« Faire sans arrêt semblant », Camille Lacourt, Florent Manaudou et Yannick Noah sans filtre sur leur dépression
Briser le silence autour de la dépression, lever le voile sur les failles des champions, voilà l’objectif bouleversant du documentaire « Santé mentale, briser le tabou ».
Diffusé sur M6, il donne la parole à ceux qu’on pense invincibles. À travers leurs confidences crues, c’est tout un pan de souffrance enfouie qui émerge enfin au grand jour.
Produite par Amandine Chambelland et Peggy Olmi, cette œuvre percutante s’attaque de front à la stigmatisation de la souffrance psychique, encore trop souvent ignorée. Le film, qualifié « d’utilité publique », bouleverse par sa sincérité. Sur les écrans, des figures iconiques du sport français tombent le masque : Yannick Noah, Camille Lacourt, Florent Manaudou. Tous racontent leur chute, leur isolement, leur lutte contre la dépression. Un mal silencieux qui touche 3 millions de Français chaque année, et que 70 % d’entre eux préfèrent encore taire.

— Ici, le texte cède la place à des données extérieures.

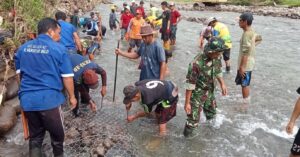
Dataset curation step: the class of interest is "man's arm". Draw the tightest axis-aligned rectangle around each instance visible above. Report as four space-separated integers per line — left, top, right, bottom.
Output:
217 77 228 95
73 32 83 52
286 98 300 134
115 49 140 59
159 62 167 80
63 77 77 109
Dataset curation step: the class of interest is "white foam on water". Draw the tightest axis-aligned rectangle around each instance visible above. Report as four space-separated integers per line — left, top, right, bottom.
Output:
239 122 299 139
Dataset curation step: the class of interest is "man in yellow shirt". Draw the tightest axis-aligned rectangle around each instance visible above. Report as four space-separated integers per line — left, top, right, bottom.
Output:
208 17 232 72
127 9 145 52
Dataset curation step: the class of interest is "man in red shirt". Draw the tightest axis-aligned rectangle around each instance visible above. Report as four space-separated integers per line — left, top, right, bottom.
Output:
170 2 181 45
120 6 133 40
136 1 146 19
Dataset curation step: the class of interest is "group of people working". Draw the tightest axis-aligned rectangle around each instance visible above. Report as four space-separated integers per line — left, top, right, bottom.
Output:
15 2 300 157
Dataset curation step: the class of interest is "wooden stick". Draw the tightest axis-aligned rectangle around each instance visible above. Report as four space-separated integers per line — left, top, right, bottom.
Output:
113 40 120 102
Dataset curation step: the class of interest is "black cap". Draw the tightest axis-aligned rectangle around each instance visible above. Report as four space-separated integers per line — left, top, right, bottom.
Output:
123 85 139 104
240 12 253 21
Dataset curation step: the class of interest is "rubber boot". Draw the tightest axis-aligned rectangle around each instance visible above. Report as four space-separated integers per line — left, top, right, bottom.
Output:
29 147 42 157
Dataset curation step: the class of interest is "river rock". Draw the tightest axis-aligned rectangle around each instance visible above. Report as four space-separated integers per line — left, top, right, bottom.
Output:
0 106 17 136
4 96 21 114
6 77 19 100
103 138 113 149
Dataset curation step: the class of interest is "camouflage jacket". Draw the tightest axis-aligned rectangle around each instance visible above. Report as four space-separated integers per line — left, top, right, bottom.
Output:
186 54 222 95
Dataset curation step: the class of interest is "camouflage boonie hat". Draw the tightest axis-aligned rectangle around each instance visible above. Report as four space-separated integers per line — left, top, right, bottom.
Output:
204 37 227 53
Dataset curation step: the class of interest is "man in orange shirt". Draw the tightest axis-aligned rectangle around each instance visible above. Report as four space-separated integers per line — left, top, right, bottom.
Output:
127 10 145 52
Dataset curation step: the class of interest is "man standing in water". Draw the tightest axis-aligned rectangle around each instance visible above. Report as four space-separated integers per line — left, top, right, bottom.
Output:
15 18 77 157
208 17 232 72
286 87 300 157
183 37 227 137
123 79 178 135
235 12 262 102
115 25 166 81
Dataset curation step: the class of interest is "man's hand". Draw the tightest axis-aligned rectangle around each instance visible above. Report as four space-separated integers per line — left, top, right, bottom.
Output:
239 67 246 78
221 84 228 96
184 103 192 115
115 48 121 55
89 99 97 112
127 115 136 123
69 96 77 110
101 86 106 97
286 122 295 134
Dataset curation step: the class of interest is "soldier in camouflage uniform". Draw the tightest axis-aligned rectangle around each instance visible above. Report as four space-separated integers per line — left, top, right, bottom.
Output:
184 37 227 137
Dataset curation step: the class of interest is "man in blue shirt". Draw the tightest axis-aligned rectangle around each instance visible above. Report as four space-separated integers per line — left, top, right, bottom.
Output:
115 25 166 81
55 11 82 54
69 54 106 117
15 18 77 157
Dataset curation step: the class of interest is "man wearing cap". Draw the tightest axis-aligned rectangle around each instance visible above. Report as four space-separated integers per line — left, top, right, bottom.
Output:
130 0 138 16
170 2 181 45
115 25 166 81
156 1 171 56
207 17 232 72
109 6 119 30
69 54 106 117
123 79 178 135
235 12 262 102
127 10 145 52
14 18 77 157
55 11 82 54
120 6 133 40
184 37 227 137
136 1 146 19
286 88 300 157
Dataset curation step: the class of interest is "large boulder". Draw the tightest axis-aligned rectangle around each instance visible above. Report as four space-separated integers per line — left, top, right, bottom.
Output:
0 106 17 136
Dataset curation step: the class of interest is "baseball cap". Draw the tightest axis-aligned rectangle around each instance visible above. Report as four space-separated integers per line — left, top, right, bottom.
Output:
123 85 139 104
204 37 227 53
240 12 253 22
83 69 99 89
205 17 217 25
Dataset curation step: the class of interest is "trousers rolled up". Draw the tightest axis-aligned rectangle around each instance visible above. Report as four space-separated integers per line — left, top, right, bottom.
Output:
24 107 65 157
186 92 217 128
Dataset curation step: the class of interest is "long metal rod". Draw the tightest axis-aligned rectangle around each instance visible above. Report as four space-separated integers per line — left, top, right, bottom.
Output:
113 40 120 102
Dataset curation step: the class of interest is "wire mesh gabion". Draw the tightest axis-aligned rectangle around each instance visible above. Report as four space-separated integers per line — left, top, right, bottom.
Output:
64 97 139 157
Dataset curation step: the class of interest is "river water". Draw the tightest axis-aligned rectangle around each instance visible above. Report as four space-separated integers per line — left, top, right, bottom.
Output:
97 1 300 157
0 1 300 157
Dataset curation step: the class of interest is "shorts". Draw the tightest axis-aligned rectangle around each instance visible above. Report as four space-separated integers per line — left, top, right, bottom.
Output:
235 71 252 87
155 97 178 124
121 28 127 39
129 39 142 48
109 23 117 30
291 129 300 155
223 49 230 61
170 25 177 40
161 32 170 41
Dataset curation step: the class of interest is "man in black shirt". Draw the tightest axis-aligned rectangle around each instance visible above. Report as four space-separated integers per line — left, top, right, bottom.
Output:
123 79 178 135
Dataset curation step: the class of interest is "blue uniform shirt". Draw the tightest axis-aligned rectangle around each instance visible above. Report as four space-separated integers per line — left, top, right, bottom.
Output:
138 41 166 81
69 54 99 84
15 34 74 111
58 20 76 50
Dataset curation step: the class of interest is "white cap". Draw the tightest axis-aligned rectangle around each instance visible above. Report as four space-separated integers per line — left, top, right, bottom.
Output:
205 17 217 25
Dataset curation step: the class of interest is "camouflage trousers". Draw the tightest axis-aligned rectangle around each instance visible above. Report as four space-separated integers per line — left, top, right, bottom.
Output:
186 91 217 128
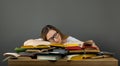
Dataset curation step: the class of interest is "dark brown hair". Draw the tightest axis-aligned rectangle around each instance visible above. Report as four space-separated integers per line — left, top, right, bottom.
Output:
41 25 67 41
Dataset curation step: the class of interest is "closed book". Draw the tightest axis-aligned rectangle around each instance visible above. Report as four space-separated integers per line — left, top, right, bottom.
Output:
37 55 61 61
66 46 81 50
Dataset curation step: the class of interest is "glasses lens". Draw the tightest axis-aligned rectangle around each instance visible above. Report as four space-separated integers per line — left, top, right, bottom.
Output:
49 33 58 41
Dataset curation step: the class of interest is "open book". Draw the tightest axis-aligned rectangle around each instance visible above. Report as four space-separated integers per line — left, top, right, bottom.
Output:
3 52 20 62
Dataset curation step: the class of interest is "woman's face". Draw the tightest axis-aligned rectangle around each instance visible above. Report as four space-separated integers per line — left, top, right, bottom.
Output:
46 30 62 43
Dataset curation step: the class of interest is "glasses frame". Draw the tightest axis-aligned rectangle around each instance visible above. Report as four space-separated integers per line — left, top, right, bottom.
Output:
48 32 58 41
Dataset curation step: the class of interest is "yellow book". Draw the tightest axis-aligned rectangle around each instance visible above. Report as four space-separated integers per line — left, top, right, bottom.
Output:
50 44 65 48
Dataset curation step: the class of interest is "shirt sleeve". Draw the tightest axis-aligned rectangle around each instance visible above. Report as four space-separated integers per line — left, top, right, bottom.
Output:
65 36 84 47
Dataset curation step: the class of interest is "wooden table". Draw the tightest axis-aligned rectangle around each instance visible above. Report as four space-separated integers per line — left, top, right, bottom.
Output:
8 57 118 66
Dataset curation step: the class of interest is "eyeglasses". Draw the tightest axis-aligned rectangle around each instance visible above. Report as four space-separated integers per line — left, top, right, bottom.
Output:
48 32 58 41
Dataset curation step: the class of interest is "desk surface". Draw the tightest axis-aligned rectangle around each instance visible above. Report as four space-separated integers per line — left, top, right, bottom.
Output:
8 57 118 66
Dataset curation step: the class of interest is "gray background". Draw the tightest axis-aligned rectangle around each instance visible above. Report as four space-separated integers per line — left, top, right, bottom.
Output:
0 0 120 66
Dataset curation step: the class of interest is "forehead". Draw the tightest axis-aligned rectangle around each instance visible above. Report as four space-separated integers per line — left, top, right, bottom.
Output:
46 30 56 39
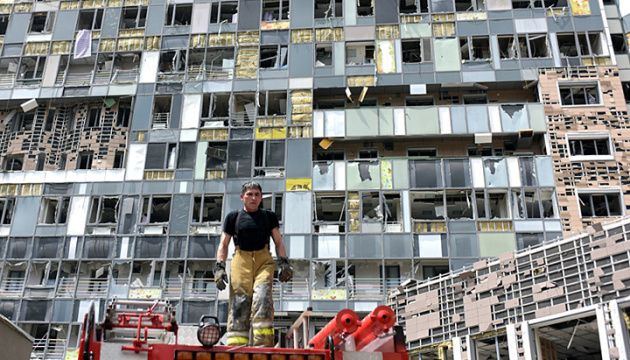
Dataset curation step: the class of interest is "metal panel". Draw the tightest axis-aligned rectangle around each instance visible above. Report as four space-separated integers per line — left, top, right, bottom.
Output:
52 10 79 41
190 3 210 34
287 139 313 178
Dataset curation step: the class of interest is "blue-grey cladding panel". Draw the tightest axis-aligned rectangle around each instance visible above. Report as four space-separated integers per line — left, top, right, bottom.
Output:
131 95 153 130
296 0 315 28
53 10 79 41
11 196 42 236
238 0 261 31
101 8 122 39
4 13 31 44
289 43 314 77
373 0 399 24
145 5 164 36
169 195 190 234
287 139 313 178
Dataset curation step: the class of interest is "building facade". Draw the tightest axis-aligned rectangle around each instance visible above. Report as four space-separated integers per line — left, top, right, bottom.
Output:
0 0 630 358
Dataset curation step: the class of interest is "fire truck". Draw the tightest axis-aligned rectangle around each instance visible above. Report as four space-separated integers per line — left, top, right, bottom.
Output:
78 299 409 360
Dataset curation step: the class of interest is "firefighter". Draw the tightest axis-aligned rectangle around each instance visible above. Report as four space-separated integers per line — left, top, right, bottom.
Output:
214 181 293 347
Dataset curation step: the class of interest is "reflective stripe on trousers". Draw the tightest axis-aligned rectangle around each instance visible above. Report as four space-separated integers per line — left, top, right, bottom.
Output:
227 246 275 347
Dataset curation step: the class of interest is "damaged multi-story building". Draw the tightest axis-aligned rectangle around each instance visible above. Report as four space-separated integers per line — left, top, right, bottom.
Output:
0 0 630 359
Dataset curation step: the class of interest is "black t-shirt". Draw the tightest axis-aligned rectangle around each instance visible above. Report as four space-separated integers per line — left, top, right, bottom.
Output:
223 209 279 251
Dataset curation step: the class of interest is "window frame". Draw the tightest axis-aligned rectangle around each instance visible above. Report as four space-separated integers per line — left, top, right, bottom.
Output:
556 81 604 107
576 188 626 219
565 133 615 161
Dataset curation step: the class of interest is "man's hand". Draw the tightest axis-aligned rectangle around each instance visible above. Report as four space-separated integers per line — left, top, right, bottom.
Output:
214 261 227 290
278 256 293 282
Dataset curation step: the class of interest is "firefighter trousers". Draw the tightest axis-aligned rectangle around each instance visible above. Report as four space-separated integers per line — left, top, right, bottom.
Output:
227 245 275 347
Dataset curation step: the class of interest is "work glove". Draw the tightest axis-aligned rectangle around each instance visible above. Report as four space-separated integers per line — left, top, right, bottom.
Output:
278 256 293 282
214 261 227 290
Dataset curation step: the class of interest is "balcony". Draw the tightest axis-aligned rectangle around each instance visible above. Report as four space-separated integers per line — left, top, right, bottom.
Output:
313 103 546 139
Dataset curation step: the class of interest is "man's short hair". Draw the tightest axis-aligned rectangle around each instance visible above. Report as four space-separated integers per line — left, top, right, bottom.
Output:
241 180 262 195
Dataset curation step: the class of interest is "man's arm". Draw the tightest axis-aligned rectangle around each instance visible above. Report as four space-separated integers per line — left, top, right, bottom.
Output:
217 232 235 262
270 226 287 257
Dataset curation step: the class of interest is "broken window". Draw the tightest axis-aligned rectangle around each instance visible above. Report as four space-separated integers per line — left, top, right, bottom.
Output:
578 192 623 218
77 151 94 170
120 6 147 29
346 42 374 65
315 44 332 66
399 0 429 14
558 82 601 106
567 134 613 160
260 45 289 69
144 143 177 170
206 141 227 170
258 91 287 116
88 196 120 224
315 0 343 19
192 194 223 223
313 193 346 233
0 198 15 224
610 34 627 54
29 12 57 33
164 4 192 26
254 140 285 177
357 0 374 16
2 154 24 171
151 95 173 129
140 195 171 224
260 193 282 222
411 191 446 220
39 196 70 224
401 39 432 64
262 0 289 21
77 9 103 30
0 14 9 35
210 1 238 24
459 36 491 61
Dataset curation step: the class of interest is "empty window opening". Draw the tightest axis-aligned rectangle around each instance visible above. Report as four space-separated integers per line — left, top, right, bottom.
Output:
89 196 120 224
0 14 9 35
210 1 238 24
260 45 288 69
446 190 474 219
262 0 289 21
578 193 623 218
357 0 374 16
315 149 345 161
77 151 94 169
559 84 600 106
120 6 147 29
610 34 627 54
315 44 332 66
113 151 125 169
315 0 343 19
346 42 374 65
151 95 172 129
164 4 192 26
569 136 612 156
399 0 429 14
87 107 101 127
141 195 171 224
258 91 287 116
192 194 223 223
29 12 57 33
77 9 103 30
3 154 24 171
459 36 491 61
39 196 70 224
411 191 446 220
407 147 437 157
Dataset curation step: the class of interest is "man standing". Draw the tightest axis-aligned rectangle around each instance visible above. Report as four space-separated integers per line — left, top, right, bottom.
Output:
214 181 293 347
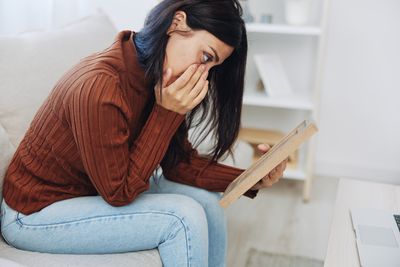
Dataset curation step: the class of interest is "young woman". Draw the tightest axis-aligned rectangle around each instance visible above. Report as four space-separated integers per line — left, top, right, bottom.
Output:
1 0 286 267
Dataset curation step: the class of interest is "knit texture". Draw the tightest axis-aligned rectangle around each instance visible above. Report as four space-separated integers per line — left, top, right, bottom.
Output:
3 31 258 214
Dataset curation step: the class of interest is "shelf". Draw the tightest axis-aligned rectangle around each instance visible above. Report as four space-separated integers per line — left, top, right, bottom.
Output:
246 23 321 36
283 168 306 180
243 92 314 110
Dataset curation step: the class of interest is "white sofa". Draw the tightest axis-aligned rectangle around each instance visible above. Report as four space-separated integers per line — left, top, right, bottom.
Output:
0 13 253 267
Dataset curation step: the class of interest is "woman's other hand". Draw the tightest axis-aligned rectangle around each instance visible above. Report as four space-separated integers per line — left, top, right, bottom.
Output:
154 64 208 115
251 144 288 190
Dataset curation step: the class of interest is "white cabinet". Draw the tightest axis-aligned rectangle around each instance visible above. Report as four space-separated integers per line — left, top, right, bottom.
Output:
242 0 329 201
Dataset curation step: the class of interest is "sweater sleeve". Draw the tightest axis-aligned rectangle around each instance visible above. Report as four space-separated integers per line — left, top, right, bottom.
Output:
68 74 185 206
161 135 259 198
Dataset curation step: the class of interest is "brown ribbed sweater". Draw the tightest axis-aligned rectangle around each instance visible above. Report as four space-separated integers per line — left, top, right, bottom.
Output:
3 31 258 214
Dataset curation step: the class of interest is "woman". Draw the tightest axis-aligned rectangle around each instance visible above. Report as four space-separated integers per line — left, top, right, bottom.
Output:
1 0 286 266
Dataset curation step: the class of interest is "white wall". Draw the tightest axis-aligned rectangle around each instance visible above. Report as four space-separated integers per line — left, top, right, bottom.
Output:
316 0 400 183
0 0 158 35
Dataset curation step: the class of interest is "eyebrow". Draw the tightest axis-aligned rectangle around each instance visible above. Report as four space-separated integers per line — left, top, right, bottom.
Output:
208 46 219 63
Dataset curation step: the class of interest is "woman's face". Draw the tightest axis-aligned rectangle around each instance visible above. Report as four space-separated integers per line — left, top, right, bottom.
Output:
163 11 234 85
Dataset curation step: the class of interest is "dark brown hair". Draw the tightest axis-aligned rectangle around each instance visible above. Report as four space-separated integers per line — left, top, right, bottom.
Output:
134 0 247 171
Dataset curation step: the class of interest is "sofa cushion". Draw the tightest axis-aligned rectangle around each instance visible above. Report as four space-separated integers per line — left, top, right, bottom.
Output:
0 12 117 147
0 241 162 267
0 123 15 201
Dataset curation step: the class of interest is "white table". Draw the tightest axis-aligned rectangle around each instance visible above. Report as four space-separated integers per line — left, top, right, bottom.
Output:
324 179 400 267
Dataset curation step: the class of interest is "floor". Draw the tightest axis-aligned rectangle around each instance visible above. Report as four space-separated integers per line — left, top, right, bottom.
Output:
226 177 338 267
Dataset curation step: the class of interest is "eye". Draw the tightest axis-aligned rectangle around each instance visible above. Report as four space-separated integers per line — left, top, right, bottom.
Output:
203 53 214 63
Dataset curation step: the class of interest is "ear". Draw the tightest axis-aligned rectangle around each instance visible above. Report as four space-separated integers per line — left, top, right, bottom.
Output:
167 10 191 35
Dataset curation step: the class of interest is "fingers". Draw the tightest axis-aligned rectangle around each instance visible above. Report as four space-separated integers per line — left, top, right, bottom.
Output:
190 81 209 109
171 64 198 90
154 68 172 101
185 64 208 93
188 70 208 99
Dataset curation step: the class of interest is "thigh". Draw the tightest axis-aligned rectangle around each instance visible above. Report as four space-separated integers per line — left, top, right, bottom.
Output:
151 174 224 212
3 193 207 254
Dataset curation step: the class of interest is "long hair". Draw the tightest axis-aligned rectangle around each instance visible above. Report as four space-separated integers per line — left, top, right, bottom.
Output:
134 0 247 171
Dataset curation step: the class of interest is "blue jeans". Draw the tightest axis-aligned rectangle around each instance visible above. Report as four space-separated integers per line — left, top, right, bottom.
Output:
1 175 227 267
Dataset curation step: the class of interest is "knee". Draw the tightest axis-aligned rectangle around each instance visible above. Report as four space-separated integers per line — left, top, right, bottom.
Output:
169 194 207 232
201 191 226 220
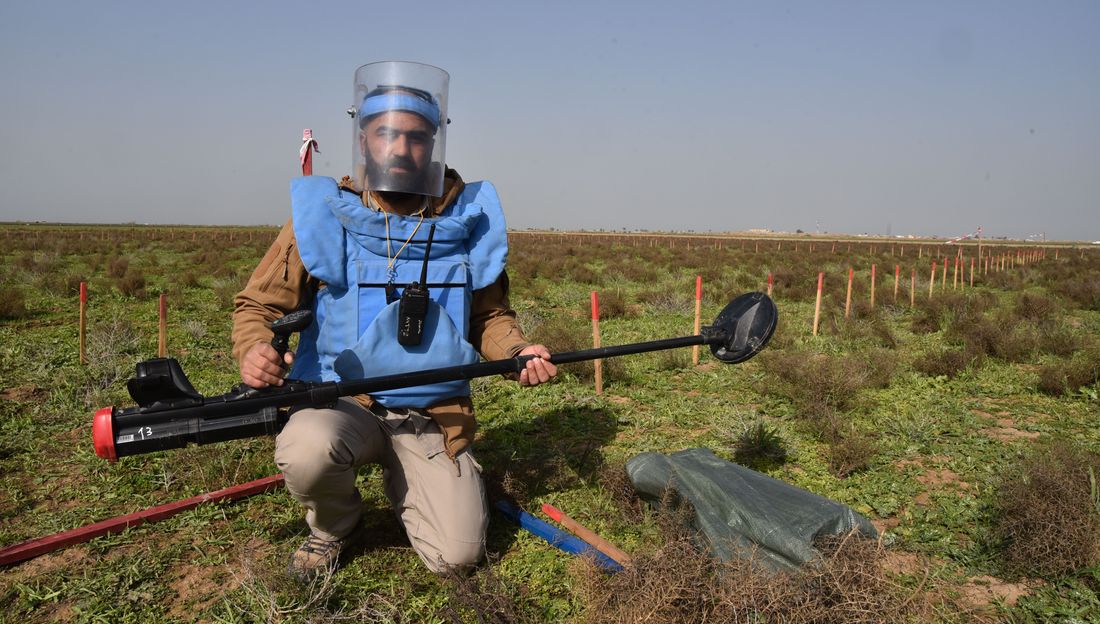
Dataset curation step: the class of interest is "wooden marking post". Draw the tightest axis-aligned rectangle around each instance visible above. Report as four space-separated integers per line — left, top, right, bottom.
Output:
844 266 856 318
909 269 916 308
814 271 825 336
156 293 168 358
592 291 604 394
542 503 634 568
871 264 875 309
80 282 88 364
894 264 905 305
691 274 699 366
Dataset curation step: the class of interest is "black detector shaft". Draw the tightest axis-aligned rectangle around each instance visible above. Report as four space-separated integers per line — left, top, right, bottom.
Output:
92 293 779 461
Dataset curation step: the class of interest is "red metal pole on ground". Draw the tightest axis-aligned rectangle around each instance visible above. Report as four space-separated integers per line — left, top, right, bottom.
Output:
0 473 283 566
814 272 825 336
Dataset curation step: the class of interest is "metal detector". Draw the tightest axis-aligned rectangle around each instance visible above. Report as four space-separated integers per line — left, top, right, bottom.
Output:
92 293 779 461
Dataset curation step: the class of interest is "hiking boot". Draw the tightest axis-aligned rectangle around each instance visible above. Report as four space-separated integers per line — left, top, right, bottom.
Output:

Yannick Noah : l’icône en proie aux ténèbres
Champion adulé, voix populaire, Yannick Noah incarne la réussite. Mais derrière les projecteurs, l’ombre grandit en silence. Le soir même de sa victoire à Roland-Garros, il est seul, vidé, au bord du gouffre. Il déambule à Paris avec l’idée d’en finir. « On pensait que je vivais ma meilleure vie, mais j’avais envie de me foutre en l’air », confie-t-il. Ce besoin irrépressible d’amour qu’il cherchait dans les applaudissements traduit une faille profonde, jamais vraiment refermée.
Florent Manaudou : le vide après la lumière
Après l’euphorie olympique, Florent Manaudou s’enfonce dans le silence, rongé par une culpabilité qu’il ne comprend pas. Pourquoi ce mal-être alors que tout semble lui sourire ? Il se cache, s’isole, car il n’ose pas montrer sa douleur. Pour lui, les sportifs sont censés être au-dessus de tout, ce qui rend l’aveu de faiblesse d’autant plus douloureux. Il accepte les anxiolytiques mais refuse les antidépresseurs, préférant « toucher le fond à sa façon », dans un témoignage sans détour.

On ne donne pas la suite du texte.